In der Beratungsstelle hält eine Sozialarbeiterin Sprechstunde. Im Laufe des Jahres wird praktisch jeder beim Ausfüllen von Dokumenten beraten, bei der Neubeantragung von Pässen, Rentnerausweisen, Bescheinigungen usw. Auf Wunsch hilft die Sozialarbeiterin dem Obdachlosen, den Kontakt zur Familie wiederherzustellen, sie hilft bei der Suche nach Verwandten, bringt Obdachlose in städtischen Heimen und Übernachtungsstätten unter und hilft bei der Heimreise zum früheren Wohnsitz. 

Im Rahmen des Projektes arbeiten wir zusammen mit der Antituberkulose-Dispensaire Nr. 12, dem Verein "Notschleschka" („Nachtasyl“), mit öffentlichen Übernachtungsstätten der St.

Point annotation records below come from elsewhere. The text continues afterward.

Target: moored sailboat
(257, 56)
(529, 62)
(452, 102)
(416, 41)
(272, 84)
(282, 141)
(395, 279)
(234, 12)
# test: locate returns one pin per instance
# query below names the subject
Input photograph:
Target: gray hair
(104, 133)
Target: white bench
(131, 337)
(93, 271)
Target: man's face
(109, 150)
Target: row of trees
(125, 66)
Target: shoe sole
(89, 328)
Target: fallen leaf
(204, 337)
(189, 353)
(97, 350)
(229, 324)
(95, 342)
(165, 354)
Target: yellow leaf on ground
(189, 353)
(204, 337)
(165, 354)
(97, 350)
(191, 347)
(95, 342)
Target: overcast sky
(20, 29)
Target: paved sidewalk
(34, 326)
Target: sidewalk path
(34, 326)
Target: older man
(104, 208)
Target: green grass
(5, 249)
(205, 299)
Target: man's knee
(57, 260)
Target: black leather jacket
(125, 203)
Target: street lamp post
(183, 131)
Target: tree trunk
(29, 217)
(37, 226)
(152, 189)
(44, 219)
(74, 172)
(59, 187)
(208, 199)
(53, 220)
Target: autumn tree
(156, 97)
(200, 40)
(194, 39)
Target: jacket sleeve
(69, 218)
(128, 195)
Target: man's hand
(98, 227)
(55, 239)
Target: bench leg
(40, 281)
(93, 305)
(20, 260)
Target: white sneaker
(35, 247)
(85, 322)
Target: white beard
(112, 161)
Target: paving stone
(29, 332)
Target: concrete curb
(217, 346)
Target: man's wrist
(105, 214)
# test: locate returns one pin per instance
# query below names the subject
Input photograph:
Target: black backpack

Petersburger Stadtteile „Petrogradskij“, „Admiralteiskij“, „Newskij“, „Krasnosselskij“ und „Moskowskij“ und einem Obdachlosenheim der Schwestern des Mutter-Theresa-Ordens.

All diese Jahre kümmert sich um uns und unsere Betreuten Frau Doris Epple; dank ihrer tatkräftigen Unterstützung und der Menschen, die sie um sich versammelt hat, sind wir in der Lage, Obdachlosen zu helfen.